Thomas Kim, medical director of Northwest Community Hospital’s intensive care unit, who had been present to assist with the Janus deaths, was puzzled. The only thing he could come up with for the symptoms he had witnessed was cyanide. But it was both improbably and unlikely. How would a postal worker and his brother come in contact cyanide? Even though he didn’t really expect it to yield any answers, he had the victim’s bloods tested for cyanide. When he got the reports back, he could hardly believe it: Janus’s blood revealed a massive amount of cyanide. Over 1,000 times more than a lethal dose.
Meanwhile, investigators, grasping for straws, gathered up all the other over-the-counter medication in the Janus and Kellerman homes.
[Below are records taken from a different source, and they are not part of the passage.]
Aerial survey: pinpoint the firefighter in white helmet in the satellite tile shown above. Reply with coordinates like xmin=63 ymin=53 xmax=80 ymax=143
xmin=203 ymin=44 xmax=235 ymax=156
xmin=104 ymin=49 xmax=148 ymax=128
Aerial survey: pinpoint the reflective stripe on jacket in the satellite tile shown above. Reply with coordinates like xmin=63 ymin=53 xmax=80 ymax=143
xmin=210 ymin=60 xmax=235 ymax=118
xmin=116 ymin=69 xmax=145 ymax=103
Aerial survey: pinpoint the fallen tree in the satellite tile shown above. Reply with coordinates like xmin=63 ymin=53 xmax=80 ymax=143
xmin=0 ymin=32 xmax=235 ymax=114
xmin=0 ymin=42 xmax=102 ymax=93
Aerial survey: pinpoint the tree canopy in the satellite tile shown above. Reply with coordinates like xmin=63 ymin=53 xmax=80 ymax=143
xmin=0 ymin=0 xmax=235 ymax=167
Although nothing looked out the ordinary, Investigator Nick Pishos with the Cook County medical examiner’s office noticed that the control numbers on the bottles of Tylenol were the same. He called Deputy Medical Examiner Edmund Donoghue, who told him to open the bottles and smell them. Again, nothing looked out of the ordinary. However, Pishos did notice one peculiar thing. Both bottles of pills smelled like almonds.
It was in that moment that both Pishos and Donoghue knew.
The source of the cyanide was Tylenol.
Warnings were then issued via the media and patrols using loudspeakers, warning residents throughout the Chicago metropolitan area to discontinue use of Tylenol products, of which there were currently over 31 million units on shelves. Because the tainted capsules were found to have been manufactured at two different locations – Pennsylvania and Texas – police believed the capsules were tampered with after the product had been placed on store shelves for sale.
Someone was deliberately trying to poison people.
Contaminated containers were eventually discovered in several more stores throughout the great Chicago area, although all had–thankfully–been unpurchased and unconsumed. Unfortunately, copycat attacks erupted across the United States in the months that followed, resulting in the deaths of several more people. A few of these cases were solved. The Chicago murders, however, despite several possible suspects, were not. The murders remain some of the most senseless, cruel, and terrifying in history.
There were, however, several positive changes to come about because of these heinous crimes. Johnson & Johnson, the maker of Tylenol, introduced new tamper-proof packaging, which included foil seals and other features that made it obvious to a consumer if the bottle had been altered. These packaging protections soon became the industry standard for all over-the-counter medications. The company also did away with capsules, which were easy to contaminate as a foreign substance could be placed inside without obvious signs of tampering, and replaced them with “caplets” — a tablet coated with slick, easy-to-swallow gelatin but far harder to tamper with.
In 1983, Congress passed what was called “the Tylenol bill,” making it a federal offense to tamper with consumer products. In 1989, the FDA established federal guidelines for manufacturers to make all such products tamper-proof.
None of these changes or regulations could bring back the lives of victims. But they could ensure that such a senseless, evil crime would never happen again.